Profiling

This chapter describes running an instrumented application, generating profile data and analyzing that data. Profiling shows the summary statistics of performance metrics that characterize application performance behavior. Examples of performance metrics are the CPU time associated with a routine, the count of the secondary data cache misses associated with a group of statements, the number of times a routine executes, etc.

Running the Application

After instrumentation and compilation are completed, the profiled application is run to generate the profile data files. These files can be stored in a directory specified by the environment variable PROFILEDIR . By default, profiles are placed in the current directory. You can also set the TAU_VERBOSE enviroment variable to see the steps the TAU measurement systems takes when your application is running. Example:

% setenv TAU_VERBOSE 1
% setenv PROFILEDIR /home/sameer/profiledata/experiment55
% mpirun -np 4 matrix

Other environment variables you can set to enable these advanced MPI measurement features are TAU_TRACK_MESSAGE to track MPI message statistics when profiling or messages lines when tracing, and TAU_COMM_MATRIX to generate MPI communication matrix data.

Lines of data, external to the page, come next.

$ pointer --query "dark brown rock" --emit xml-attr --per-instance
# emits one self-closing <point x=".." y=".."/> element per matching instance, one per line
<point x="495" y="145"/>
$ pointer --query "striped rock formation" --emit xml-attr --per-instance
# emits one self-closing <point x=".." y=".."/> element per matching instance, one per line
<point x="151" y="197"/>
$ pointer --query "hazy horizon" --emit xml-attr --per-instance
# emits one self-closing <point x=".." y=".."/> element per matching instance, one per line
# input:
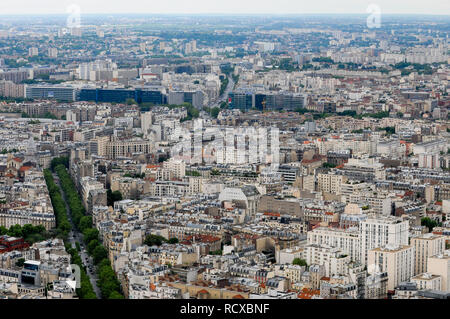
<point x="236" y="7"/>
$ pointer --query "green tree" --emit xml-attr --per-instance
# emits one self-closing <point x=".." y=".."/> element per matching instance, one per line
<point x="90" y="234"/>
<point x="3" y="230"/>
<point x="92" y="245"/>
<point x="113" y="197"/>
<point x="116" y="295"/>
<point x="99" y="254"/>
<point x="20" y="262"/>
<point x="153" y="240"/>
<point x="428" y="222"/>
<point x="299" y="261"/>
<point x="85" y="222"/>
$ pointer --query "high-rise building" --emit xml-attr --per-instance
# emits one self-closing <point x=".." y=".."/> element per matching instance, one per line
<point x="427" y="245"/>
<point x="377" y="232"/>
<point x="440" y="265"/>
<point x="396" y="261"/>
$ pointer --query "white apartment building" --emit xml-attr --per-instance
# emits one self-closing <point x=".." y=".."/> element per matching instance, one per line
<point x="330" y="183"/>
<point x="176" y="167"/>
<point x="397" y="261"/>
<point x="346" y="240"/>
<point x="426" y="246"/>
<point x="427" y="281"/>
<point x="334" y="260"/>
<point x="440" y="265"/>
<point x="376" y="232"/>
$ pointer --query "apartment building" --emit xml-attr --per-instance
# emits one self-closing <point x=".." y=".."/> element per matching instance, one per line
<point x="426" y="246"/>
<point x="346" y="240"/>
<point x="396" y="260"/>
<point x="440" y="265"/>
<point x="377" y="232"/>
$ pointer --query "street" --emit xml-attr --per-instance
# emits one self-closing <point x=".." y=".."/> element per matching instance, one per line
<point x="76" y="236"/>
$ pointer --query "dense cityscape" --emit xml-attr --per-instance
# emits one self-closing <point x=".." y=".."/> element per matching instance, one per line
<point x="224" y="157"/>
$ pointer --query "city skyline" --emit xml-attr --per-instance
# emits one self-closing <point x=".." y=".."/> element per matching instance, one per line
<point x="433" y="7"/>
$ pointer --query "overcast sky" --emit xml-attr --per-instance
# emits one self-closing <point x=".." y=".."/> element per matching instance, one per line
<point x="224" y="6"/>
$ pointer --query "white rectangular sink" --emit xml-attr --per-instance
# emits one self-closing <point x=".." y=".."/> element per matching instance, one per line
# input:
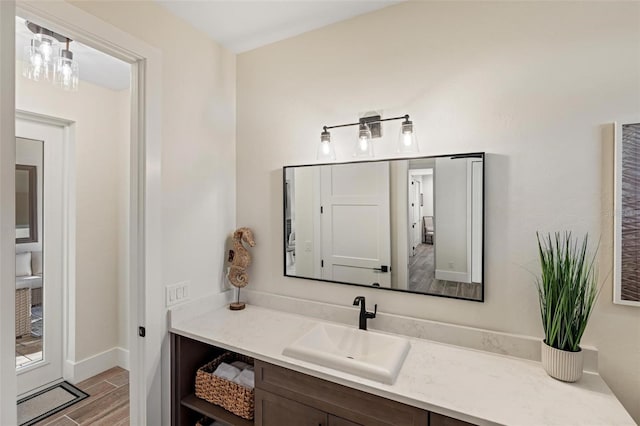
<point x="363" y="353"/>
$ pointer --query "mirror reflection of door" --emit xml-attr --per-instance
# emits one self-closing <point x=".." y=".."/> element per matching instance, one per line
<point x="355" y="202"/>
<point x="29" y="265"/>
<point x="341" y="222"/>
<point x="39" y="264"/>
<point x="26" y="203"/>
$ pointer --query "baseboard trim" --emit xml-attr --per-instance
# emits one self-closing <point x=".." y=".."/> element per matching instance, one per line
<point x="75" y="372"/>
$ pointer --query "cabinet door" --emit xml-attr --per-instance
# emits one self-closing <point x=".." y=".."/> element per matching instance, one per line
<point x="339" y="421"/>
<point x="274" y="410"/>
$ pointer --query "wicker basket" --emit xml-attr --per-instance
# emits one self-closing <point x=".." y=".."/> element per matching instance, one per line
<point x="229" y="395"/>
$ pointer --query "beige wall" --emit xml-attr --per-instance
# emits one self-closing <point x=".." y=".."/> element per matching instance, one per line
<point x="101" y="119"/>
<point x="198" y="151"/>
<point x="533" y="84"/>
<point x="198" y="140"/>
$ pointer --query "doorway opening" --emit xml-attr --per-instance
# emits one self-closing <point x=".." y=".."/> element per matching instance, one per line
<point x="73" y="281"/>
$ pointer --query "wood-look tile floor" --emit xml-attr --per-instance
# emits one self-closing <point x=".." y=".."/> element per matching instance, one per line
<point x="28" y="350"/>
<point x="107" y="405"/>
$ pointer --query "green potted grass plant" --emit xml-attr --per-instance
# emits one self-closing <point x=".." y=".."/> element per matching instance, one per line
<point x="567" y="290"/>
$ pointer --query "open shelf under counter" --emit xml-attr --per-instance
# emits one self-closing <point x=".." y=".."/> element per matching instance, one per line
<point x="213" y="411"/>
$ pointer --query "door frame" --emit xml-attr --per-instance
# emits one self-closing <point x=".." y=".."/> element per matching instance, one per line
<point x="145" y="220"/>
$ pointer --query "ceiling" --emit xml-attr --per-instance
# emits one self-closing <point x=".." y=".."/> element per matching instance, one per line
<point x="241" y="25"/>
<point x="94" y="66"/>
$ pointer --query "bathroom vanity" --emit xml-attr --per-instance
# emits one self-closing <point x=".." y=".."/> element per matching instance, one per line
<point x="438" y="384"/>
<point x="287" y="397"/>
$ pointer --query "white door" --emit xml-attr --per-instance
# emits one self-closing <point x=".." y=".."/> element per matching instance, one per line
<point x="476" y="221"/>
<point x="415" y="230"/>
<point x="48" y="367"/>
<point x="355" y="223"/>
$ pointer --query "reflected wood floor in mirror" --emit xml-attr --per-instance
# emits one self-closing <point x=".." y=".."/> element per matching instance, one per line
<point x="422" y="277"/>
<point x="421" y="268"/>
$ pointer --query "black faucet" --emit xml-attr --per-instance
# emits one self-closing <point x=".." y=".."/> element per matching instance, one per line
<point x="364" y="315"/>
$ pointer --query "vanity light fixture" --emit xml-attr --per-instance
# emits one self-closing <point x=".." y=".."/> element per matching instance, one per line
<point x="44" y="61"/>
<point x="368" y="128"/>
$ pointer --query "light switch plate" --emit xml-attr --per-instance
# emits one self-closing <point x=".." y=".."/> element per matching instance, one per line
<point x="177" y="293"/>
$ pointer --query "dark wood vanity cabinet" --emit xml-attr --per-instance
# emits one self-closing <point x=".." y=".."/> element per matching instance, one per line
<point x="324" y="403"/>
<point x="285" y="397"/>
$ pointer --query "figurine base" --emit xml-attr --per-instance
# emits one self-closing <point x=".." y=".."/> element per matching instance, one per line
<point x="237" y="306"/>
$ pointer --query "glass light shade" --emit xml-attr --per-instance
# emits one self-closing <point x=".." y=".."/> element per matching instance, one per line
<point x="35" y="67"/>
<point x="326" y="151"/>
<point x="65" y="71"/>
<point x="46" y="45"/>
<point x="364" y="145"/>
<point x="407" y="141"/>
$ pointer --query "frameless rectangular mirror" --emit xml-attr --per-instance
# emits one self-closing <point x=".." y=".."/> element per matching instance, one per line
<point x="413" y="225"/>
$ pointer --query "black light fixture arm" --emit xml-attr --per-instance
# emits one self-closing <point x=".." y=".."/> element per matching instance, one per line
<point x="368" y="120"/>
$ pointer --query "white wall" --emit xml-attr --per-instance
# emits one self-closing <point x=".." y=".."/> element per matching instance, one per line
<point x="101" y="136"/>
<point x="531" y="83"/>
<point x="30" y="152"/>
<point x="198" y="152"/>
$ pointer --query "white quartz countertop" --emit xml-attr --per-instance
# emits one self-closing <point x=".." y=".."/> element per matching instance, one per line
<point x="478" y="387"/>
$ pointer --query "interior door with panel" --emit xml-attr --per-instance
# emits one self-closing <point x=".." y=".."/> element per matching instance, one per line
<point x="355" y="201"/>
<point x="39" y="261"/>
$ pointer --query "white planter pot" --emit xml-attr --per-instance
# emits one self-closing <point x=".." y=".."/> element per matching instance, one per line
<point x="562" y="365"/>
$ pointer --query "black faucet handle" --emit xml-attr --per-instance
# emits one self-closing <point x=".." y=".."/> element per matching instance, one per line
<point x="372" y="314"/>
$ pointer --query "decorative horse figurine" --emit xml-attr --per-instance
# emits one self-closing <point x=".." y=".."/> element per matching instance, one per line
<point x="240" y="260"/>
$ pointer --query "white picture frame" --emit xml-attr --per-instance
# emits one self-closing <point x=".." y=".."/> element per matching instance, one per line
<point x="619" y="210"/>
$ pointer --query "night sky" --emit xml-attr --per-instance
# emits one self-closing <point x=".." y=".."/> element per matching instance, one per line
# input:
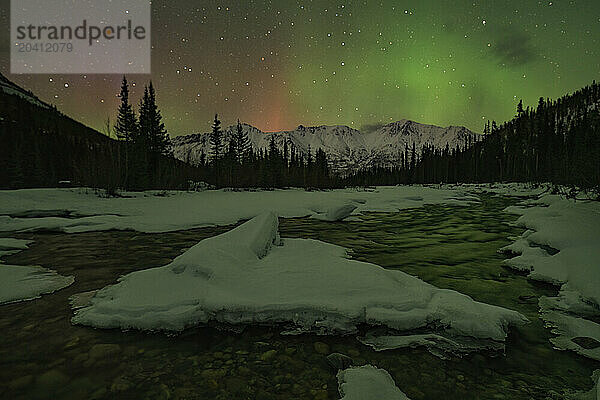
<point x="278" y="64"/>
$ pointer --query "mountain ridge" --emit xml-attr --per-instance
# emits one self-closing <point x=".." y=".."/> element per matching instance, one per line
<point x="349" y="150"/>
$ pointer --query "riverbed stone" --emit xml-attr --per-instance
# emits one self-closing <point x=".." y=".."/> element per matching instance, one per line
<point x="268" y="355"/>
<point x="321" y="348"/>
<point x="103" y="351"/>
<point x="21" y="382"/>
<point x="339" y="361"/>
<point x="52" y="380"/>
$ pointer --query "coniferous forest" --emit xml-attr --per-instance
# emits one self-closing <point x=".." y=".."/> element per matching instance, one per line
<point x="556" y="141"/>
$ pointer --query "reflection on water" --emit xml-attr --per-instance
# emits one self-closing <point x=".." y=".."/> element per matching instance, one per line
<point x="43" y="356"/>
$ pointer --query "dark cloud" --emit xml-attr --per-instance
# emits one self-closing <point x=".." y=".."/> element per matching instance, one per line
<point x="366" y="128"/>
<point x="513" y="49"/>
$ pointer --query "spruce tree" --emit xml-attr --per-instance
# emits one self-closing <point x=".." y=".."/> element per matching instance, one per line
<point x="159" y="138"/>
<point x="126" y="125"/>
<point x="520" y="108"/>
<point x="216" y="142"/>
<point x="242" y="144"/>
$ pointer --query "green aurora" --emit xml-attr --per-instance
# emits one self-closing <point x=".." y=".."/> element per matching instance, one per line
<point x="278" y="64"/>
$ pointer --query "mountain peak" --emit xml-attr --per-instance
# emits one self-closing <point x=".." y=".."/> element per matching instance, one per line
<point x="349" y="150"/>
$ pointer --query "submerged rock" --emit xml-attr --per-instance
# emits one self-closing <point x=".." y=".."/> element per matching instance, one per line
<point x="339" y="361"/>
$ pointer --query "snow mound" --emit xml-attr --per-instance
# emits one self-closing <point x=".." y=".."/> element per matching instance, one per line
<point x="368" y="383"/>
<point x="574" y="332"/>
<point x="336" y="213"/>
<point x="18" y="283"/>
<point x="249" y="276"/>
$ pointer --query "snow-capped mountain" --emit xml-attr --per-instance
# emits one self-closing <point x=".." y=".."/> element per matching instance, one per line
<point x="11" y="88"/>
<point x="348" y="149"/>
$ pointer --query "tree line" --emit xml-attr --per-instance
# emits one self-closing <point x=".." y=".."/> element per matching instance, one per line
<point x="41" y="147"/>
<point x="558" y="141"/>
<point x="235" y="163"/>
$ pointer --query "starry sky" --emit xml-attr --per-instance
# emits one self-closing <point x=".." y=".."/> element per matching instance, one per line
<point x="280" y="63"/>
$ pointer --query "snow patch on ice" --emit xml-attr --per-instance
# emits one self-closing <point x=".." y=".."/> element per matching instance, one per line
<point x="368" y="383"/>
<point x="248" y="276"/>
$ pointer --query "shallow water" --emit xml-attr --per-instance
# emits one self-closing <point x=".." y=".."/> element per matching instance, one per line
<point x="43" y="356"/>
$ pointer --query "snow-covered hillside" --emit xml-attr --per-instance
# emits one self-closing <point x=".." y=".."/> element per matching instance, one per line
<point x="348" y="149"/>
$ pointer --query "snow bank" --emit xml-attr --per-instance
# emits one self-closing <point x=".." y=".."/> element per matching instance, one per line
<point x="366" y="383"/>
<point x="248" y="276"/>
<point x="337" y="213"/>
<point x="593" y="394"/>
<point x="11" y="246"/>
<point x="80" y="210"/>
<point x="19" y="283"/>
<point x="572" y="229"/>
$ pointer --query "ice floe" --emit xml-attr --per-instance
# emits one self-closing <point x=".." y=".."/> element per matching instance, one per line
<point x="368" y="383"/>
<point x="18" y="282"/>
<point x="562" y="246"/>
<point x="80" y="210"/>
<point x="250" y="276"/>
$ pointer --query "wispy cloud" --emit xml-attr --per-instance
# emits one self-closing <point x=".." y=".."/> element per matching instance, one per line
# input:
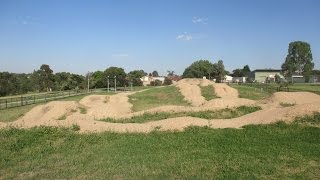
<point x="197" y="20"/>
<point x="184" y="37"/>
<point x="28" y="20"/>
<point x="120" y="55"/>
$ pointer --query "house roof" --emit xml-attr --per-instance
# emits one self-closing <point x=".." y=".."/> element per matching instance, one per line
<point x="267" y="70"/>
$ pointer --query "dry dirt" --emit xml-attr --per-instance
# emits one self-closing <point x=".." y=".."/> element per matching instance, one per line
<point x="90" y="109"/>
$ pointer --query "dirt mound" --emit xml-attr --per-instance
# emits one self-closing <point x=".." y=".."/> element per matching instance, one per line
<point x="190" y="89"/>
<point x="224" y="103"/>
<point x="64" y="113"/>
<point x="224" y="91"/>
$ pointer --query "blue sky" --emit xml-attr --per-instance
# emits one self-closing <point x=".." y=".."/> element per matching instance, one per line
<point x="80" y="36"/>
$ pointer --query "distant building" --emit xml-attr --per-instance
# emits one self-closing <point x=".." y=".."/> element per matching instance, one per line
<point x="146" y="80"/>
<point x="264" y="75"/>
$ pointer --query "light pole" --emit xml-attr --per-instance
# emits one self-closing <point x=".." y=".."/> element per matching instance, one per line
<point x="108" y="83"/>
<point x="88" y="81"/>
<point x="115" y="83"/>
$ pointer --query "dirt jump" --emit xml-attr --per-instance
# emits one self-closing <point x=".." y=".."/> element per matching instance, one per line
<point x="87" y="112"/>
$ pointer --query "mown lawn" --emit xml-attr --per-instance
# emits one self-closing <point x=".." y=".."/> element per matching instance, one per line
<point x="251" y="92"/>
<point x="155" y="97"/>
<point x="208" y="92"/>
<point x="226" y="113"/>
<point x="278" y="151"/>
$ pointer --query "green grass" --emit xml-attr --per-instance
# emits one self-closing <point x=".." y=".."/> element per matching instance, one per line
<point x="315" y="88"/>
<point x="227" y="113"/>
<point x="155" y="97"/>
<point x="313" y="120"/>
<point x="208" y="92"/>
<point x="277" y="151"/>
<point x="251" y="92"/>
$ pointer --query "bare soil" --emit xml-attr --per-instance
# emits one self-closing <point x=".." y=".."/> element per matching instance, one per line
<point x="117" y="106"/>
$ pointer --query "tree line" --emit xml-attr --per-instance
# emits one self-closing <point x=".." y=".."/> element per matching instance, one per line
<point x="44" y="80"/>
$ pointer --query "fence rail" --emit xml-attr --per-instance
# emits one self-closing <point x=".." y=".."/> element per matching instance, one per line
<point x="34" y="99"/>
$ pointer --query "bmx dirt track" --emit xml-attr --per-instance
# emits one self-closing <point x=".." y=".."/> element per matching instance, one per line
<point x="117" y="106"/>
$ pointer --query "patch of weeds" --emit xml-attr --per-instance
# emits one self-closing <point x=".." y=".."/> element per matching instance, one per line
<point x="286" y="104"/>
<point x="83" y="110"/>
<point x="75" y="127"/>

Reducing Performance Overhead with TAU_THROTTLE

TAU automatically throttles short running functions in an effort to reduce the amount of overhead associated with profiles of such functions. This feature may be turned off by setting the environment variable TAU_THROTTLE to 0. The default rules TAU uses to determine which functions to throttle is: numcalls > 100000 && usecs/call < 10 which means that if a function executes more than 100000 times and has an inclusive time per call of less than 10 microseconds, then profiling of that function will be disabled after that threshold is reached. To change the values of numcalls and usecs/call the user may optionally set environment variables:

% setenv TAU_THROTTLE_NUMCALLS 2000000
% setenv TAU_THROTTLE_PERCALL  5

      The changes the values to 2 million and 5 microseconds per call.  Functions that are throttled
      are marked explicitly in there names as THROTTLED.

The changes the values to 2 million and 5 microseconds per call. Functions that are throttled are marked explicitly in there names as THROTTLED.

Profiling each event callpath

You can enable callpath profiling by setting the environment variable TAU_CALLPATH . In this mode TAU will recorded the each event callpath to the depth set by the TAU_CALLPATH_DEPTH environment variable (default is two). Because instrumentation overhead will increase with the depth of the callpath, you should use the shortest call path that is sufficient.

Using Hardware Counters for Measurement

Performance counters exist on many modern microprocessors. They can count hardware performance events such as cache misses, floating point operations, etc. while the program executes on the processor. The Performance Data Standard and API (PAPI) package provides a uniform interface to access these performance counters.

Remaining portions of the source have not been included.